Granted, none of us were proper ES admins, but we had a lot of experience working with system administration and specifically database performance and clustering. Despite that we were definitely in over our heads with ES.

Qualified sysadmin/devops here: You can run a small Elasticsearch cluster (<9 nodes) without a dedicated ops person if necessary. Run with more than 3 nodes, ensure you have a proper number of index shards/replicas, and ALWAYS use an odd number of nodes.

Some overprovisioning will be required, but with the extra infra spend you're delaying the need for a dedicated role to manage it.

Software I have to 3x over provision to keep alive is crappy software.

ElasticSearch is by far one of the most obnoxious software programs I ever have the misfortune to administer. I now avoid self hosting it at all costs.

You don't "3x overprovision" Elasticsearch in particular, you should always provision a minimum of 3 nodes for any highly-available clustered DB. 1 node may fail, you're down. With 2 nodes you can develop a partition or lose a node and neither node can elect itself master, you're down. With 3 nodes, you can lose a node or develop a partition, the other 2 nodes can reach a quorum on a new master and continue operating.
This is how it should work, in theory. However, in practice, with ES whenever a single node went down the whole cluster would fail. Trying to add a new member to the cluster never worked, nor did trying to recover the failed node, hence the cluster-swap.

It doesn't help that their logging (at least pre v2) is incredibly dense.

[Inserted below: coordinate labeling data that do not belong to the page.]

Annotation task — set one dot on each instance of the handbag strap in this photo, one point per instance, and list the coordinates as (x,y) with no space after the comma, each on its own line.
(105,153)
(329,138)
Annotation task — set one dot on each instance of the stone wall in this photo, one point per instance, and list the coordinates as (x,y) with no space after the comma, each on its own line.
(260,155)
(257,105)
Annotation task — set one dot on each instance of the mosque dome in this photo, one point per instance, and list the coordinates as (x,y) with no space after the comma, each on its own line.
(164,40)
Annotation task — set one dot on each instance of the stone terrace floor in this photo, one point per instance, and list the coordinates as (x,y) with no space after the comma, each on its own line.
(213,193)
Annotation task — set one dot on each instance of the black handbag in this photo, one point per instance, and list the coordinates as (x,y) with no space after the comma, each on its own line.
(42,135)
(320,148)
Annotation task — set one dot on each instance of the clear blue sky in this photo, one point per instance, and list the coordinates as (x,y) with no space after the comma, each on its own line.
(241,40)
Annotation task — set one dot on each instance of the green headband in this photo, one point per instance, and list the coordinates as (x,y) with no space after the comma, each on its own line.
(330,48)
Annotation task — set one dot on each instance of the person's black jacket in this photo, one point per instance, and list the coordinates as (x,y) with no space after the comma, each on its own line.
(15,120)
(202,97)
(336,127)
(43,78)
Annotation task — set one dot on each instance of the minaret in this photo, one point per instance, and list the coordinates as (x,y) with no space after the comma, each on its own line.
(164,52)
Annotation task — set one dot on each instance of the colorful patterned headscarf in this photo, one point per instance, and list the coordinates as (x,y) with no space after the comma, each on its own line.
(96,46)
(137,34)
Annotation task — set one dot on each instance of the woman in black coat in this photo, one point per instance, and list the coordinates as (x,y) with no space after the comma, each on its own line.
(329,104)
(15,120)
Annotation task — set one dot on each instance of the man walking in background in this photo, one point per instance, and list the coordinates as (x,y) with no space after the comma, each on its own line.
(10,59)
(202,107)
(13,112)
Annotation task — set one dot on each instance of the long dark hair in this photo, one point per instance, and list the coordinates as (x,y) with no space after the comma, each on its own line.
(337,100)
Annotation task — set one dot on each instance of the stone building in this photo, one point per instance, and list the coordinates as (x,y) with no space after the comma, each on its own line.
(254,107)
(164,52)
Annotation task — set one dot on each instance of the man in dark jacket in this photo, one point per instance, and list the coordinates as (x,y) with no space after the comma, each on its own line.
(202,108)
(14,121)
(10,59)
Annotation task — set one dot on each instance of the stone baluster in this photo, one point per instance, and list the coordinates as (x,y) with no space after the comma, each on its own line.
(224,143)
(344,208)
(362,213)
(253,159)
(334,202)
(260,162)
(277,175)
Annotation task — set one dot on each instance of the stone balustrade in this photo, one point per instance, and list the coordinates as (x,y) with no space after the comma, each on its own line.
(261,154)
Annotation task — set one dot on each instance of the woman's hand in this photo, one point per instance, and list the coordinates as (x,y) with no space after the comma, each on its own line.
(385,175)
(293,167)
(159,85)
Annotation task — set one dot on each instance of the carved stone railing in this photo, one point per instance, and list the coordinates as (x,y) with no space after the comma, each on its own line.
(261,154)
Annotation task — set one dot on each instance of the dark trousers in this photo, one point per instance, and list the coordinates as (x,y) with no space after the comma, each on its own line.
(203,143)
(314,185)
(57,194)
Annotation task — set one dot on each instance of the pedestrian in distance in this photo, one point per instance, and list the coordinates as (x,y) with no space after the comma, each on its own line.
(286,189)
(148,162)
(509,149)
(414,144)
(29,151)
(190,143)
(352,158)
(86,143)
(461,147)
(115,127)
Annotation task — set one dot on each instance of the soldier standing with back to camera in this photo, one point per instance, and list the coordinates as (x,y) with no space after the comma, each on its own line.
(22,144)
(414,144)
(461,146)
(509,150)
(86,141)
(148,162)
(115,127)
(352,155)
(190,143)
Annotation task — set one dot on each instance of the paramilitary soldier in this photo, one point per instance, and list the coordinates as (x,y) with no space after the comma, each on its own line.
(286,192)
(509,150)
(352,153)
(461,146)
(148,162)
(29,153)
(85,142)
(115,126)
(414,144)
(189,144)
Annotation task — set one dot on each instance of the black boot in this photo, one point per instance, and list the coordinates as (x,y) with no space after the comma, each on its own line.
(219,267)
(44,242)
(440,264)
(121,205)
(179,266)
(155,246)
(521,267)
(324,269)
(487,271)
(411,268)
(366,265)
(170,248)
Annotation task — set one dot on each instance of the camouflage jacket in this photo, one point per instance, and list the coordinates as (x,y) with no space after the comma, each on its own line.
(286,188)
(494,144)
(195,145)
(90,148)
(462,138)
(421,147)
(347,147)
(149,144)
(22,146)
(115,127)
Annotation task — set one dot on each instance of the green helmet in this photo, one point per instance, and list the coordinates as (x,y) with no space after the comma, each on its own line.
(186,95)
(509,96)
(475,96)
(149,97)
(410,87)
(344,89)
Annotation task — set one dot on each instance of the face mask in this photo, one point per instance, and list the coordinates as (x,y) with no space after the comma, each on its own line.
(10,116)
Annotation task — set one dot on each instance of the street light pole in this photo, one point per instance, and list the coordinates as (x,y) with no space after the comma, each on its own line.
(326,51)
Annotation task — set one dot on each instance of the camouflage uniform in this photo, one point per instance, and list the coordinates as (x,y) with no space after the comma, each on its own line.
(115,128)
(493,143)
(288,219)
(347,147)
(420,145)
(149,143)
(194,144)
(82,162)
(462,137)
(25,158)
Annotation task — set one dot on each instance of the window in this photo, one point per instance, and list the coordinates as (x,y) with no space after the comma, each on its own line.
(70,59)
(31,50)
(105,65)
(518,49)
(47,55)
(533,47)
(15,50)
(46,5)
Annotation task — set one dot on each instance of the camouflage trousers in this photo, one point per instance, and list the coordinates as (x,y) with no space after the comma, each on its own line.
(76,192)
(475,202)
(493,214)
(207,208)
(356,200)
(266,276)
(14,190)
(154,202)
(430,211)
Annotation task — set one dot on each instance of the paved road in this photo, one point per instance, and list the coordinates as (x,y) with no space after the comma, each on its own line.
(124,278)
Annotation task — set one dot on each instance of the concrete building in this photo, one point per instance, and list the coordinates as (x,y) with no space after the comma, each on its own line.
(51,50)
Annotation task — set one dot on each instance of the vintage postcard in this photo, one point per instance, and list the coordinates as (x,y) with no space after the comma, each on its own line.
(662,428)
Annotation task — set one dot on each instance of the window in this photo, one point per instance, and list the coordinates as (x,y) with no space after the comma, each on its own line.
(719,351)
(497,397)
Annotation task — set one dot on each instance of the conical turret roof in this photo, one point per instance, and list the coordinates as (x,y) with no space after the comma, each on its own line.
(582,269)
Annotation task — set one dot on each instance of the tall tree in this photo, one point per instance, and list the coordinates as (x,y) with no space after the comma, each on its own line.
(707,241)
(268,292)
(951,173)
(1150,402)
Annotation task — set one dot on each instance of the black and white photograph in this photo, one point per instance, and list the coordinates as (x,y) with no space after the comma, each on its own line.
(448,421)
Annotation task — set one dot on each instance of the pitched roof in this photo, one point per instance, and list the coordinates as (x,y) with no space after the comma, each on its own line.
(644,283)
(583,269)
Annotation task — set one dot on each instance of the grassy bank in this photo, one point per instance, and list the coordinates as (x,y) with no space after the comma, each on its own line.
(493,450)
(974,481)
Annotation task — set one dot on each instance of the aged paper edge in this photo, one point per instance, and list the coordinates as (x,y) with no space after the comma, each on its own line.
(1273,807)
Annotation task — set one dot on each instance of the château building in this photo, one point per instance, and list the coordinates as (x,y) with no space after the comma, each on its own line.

ES clusters will fail on the loss of a single node if you aren't running any replicas on your shards, but that's not really ES's fault. I've occasionally had a node just wig out and need to be restarted, but that's like a once-a-year thing, and I'm working on a ~TB cluster that processes a ridiculous number of writes - this isn't an underworked cluster by any means. As long as your cluster discovery mechanism is set up properly, adding and removing nodes from the cluster is about as easy as it gets. I'm certainly not saying that your experience wasn't valid, but my own experience with it has been that it's remarkably easy to manage.

ES was pretty brittle in the pre-1.x days, but from 1.0 onward it's quite easy to work with. The logging is dense, but that's because it's thorough - a feature I really quite appreciate.

> and ALWAYS use an odd number of nodes.

Can you explain this one in more detail from a technical point of view?

You want an uneven number of master eligible nodes, so you can form a proper quorum (two out of three, three out of five). The total number of nodes doesn't actually matter. Smaller installation often make the same node master eligible and data holding at the same time, so in that case you'd prefer an uneven number of nodes. Once you move to a setup with dedicated master eligible nodes, you're freed from that restriction. You could also run 4 nodes with a quorum of 3, but that will make the cluster unavailable if any two nodes die. The worst setup is 2 nodes since you can only safely run with a quorum of 2, so if a node dies you're unavailable.
Thank you for explaining this, very helpful.
Thats why I said, "in terms of AWS costs".

I've been managing out elasticsearch cluster for the past year and a bit. It grew from a single node that also ran kibana, logstash, and nginx, and stored our mysql backups to 9 data nodes, 1 client node, and a dedicated master. I have faced issues, but never had to rebuild the cluster. For the most part, reading up on the ES docs, and making a config change fixed the issue. Sometimes I've had to restart a node, but thats rare.